Abstract

The free energy of water-to-interface amino acid partitioning is a major contributing factor in membrane protein folding and stability. The interface residues at the C terminus of transmembrane β-barrels form the β-signal motif required for assisted β-barrel assembly in vivo but are believed to be less important for β-barrel assembly in vitro.
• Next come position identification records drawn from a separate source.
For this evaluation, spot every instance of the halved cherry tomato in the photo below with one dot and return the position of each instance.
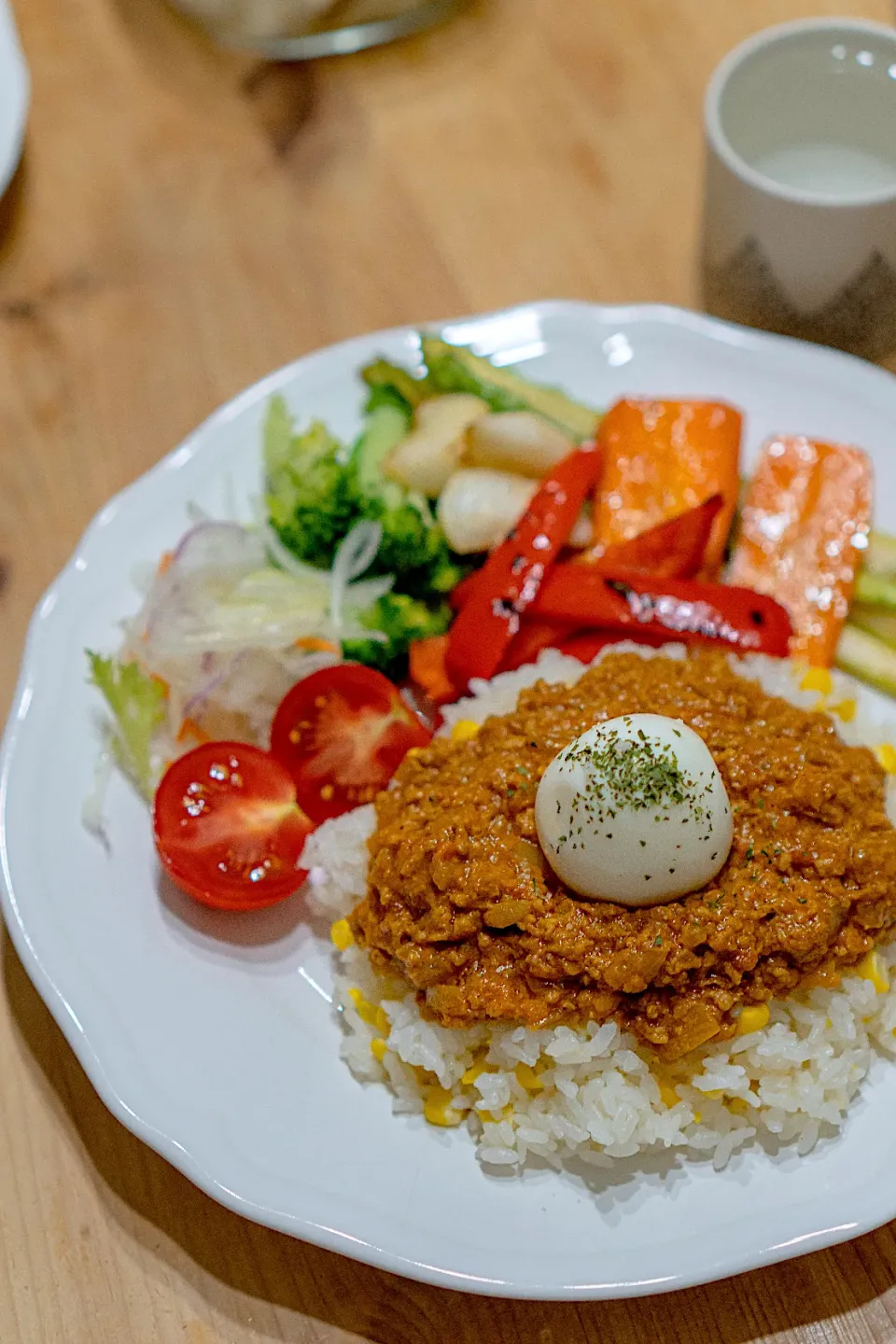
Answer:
(342, 734)
(229, 828)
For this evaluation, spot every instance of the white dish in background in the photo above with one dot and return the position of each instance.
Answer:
(14, 95)
(210, 1035)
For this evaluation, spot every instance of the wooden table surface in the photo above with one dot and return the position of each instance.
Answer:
(186, 220)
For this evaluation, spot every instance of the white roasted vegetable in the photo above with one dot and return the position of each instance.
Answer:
(434, 448)
(479, 507)
(516, 441)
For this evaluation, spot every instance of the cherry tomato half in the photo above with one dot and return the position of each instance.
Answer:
(343, 733)
(229, 828)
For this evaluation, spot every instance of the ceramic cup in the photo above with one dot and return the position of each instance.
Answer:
(800, 229)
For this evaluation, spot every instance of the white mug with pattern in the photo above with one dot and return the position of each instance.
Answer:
(800, 225)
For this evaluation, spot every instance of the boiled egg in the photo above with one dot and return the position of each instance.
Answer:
(635, 812)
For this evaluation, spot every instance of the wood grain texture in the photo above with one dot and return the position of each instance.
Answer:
(183, 222)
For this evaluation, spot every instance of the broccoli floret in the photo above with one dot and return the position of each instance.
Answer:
(395, 385)
(317, 491)
(308, 488)
(402, 619)
(413, 547)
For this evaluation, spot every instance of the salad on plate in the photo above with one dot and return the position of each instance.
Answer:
(280, 669)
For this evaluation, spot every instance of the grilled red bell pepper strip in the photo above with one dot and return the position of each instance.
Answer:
(510, 580)
(426, 665)
(675, 549)
(684, 609)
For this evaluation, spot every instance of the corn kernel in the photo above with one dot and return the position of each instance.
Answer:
(872, 968)
(366, 1011)
(342, 934)
(752, 1019)
(887, 756)
(668, 1096)
(526, 1078)
(817, 679)
(464, 730)
(497, 1115)
(438, 1109)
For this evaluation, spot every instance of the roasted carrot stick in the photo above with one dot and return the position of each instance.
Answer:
(661, 458)
(805, 527)
(426, 665)
(673, 550)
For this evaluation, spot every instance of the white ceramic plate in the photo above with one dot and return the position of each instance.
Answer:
(211, 1035)
(14, 95)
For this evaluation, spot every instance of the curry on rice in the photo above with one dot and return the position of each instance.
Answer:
(462, 906)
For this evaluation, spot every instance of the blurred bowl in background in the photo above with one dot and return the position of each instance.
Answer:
(301, 30)
(14, 97)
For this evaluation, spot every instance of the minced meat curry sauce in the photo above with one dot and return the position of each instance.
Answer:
(464, 907)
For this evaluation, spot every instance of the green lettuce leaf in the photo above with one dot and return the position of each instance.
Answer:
(137, 703)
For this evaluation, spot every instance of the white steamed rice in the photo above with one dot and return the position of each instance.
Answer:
(560, 1093)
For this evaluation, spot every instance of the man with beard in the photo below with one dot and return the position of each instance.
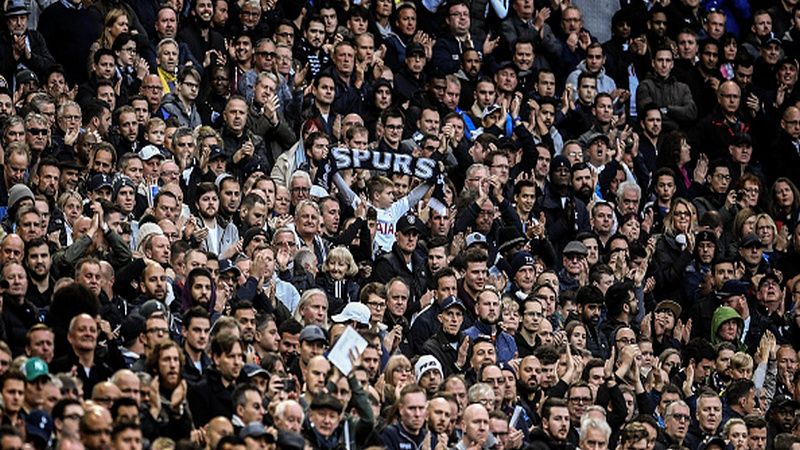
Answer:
(203, 42)
(650, 121)
(487, 310)
(565, 214)
(409, 431)
(532, 314)
(219, 239)
(348, 77)
(603, 222)
(196, 328)
(476, 428)
(552, 434)
(38, 262)
(622, 307)
(82, 358)
(427, 322)
(230, 198)
(245, 315)
(267, 339)
(676, 424)
(582, 184)
(212, 104)
(18, 313)
(770, 303)
(590, 302)
(443, 345)
(310, 48)
(166, 29)
(181, 102)
(212, 396)
(169, 413)
(241, 145)
(153, 284)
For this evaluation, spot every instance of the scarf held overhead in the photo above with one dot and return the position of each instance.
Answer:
(426, 169)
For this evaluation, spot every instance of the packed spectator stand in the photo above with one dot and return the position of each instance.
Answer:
(410, 225)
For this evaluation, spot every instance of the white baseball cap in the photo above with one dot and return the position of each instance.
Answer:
(426, 363)
(353, 311)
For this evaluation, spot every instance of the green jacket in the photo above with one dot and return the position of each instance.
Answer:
(722, 315)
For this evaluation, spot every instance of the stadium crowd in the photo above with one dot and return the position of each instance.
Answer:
(411, 225)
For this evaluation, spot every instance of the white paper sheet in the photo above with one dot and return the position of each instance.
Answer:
(349, 340)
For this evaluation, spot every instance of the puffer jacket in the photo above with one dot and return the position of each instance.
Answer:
(171, 106)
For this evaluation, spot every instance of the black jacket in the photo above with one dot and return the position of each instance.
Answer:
(392, 265)
(17, 319)
(40, 59)
(439, 345)
(210, 398)
(563, 222)
(539, 440)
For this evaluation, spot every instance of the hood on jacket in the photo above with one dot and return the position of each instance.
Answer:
(722, 315)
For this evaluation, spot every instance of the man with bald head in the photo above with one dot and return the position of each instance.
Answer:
(439, 415)
(95, 428)
(81, 358)
(217, 428)
(315, 375)
(783, 159)
(11, 249)
(128, 384)
(19, 314)
(105, 393)
(716, 131)
(475, 423)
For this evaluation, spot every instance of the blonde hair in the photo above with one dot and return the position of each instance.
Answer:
(305, 299)
(730, 424)
(770, 223)
(155, 122)
(66, 196)
(395, 361)
(669, 227)
(106, 40)
(741, 360)
(341, 254)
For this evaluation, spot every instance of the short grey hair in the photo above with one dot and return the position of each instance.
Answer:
(628, 186)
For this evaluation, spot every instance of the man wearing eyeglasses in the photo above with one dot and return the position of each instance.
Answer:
(180, 103)
(198, 35)
(95, 428)
(676, 423)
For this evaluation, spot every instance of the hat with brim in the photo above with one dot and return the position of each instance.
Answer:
(149, 152)
(226, 265)
(510, 236)
(425, 364)
(253, 430)
(575, 248)
(751, 240)
(326, 401)
(476, 239)
(671, 306)
(415, 49)
(35, 368)
(313, 333)
(591, 138)
(452, 302)
(353, 311)
(16, 8)
(407, 223)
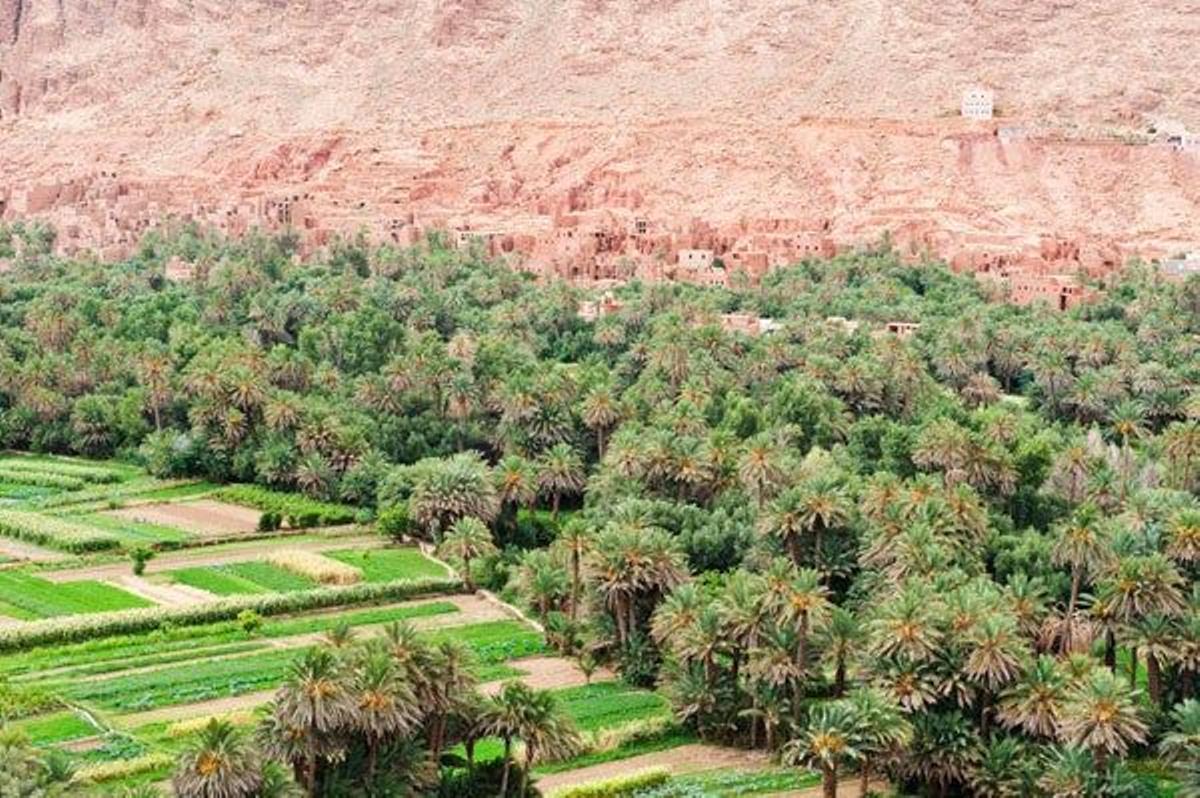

Here, we experimentally measured the thermodynamic contribution of all 20 amino acids at the β-signal motif to the unassisted folding of the model β-barrel protein PagP. We obtained the partitioning free energy for all 20 amino acids at the lipid-facing interface (ΔΔG0w,i(φ)) and the protein-facing interface (ΔΔG0w,i(π)) residues and found that hydrophobic amino acids are most favorably transferred to the lipid-facing interface, whereas charged and polar groups display the highest partitioning energy. Furthermore, the change in non-polar surface area correlated directly with the partitioning free energy for the lipid-facing residue and inversely with the protein-facing residue. We also demonstrate that the interface residues of the β-signal motif are vital for in vitro barrel assembly, because they exhibit a side chain–specific energetic contribution determined by the change in nonpolar accessible surface. We further establish that folding cooperativity and hydrophobic collapse are balanced at the membrane interface for optimal stability of the PagP β-barrel scaffold. We conclude that the PagP C-terminal β-signal motif influences the folding cooperativity and stability of the folded β-barrel and that the thermodynamic contributions of the lipid- and protein-facing residues in the transmembrane protein β-signal motif depend on the nature of the amino acid side chain.

Highlights

  • The free energy of water-to-interface amino acid partitioning is a major contributing factor in membrane protein folding and stability

  • We demonstrate that the interface residues of the ␤-signal motif are vital for in vitro barrel assembly, because they exhibit a side chain–specific energetic contribution determined by the change in nonpolar accessible surface

  • The major contributing factor to the thermodynamic stability of outer membrane proteins (OMPs) is the free energy of water-to-bilayer partitioning of the lipid-facing amino acid [6]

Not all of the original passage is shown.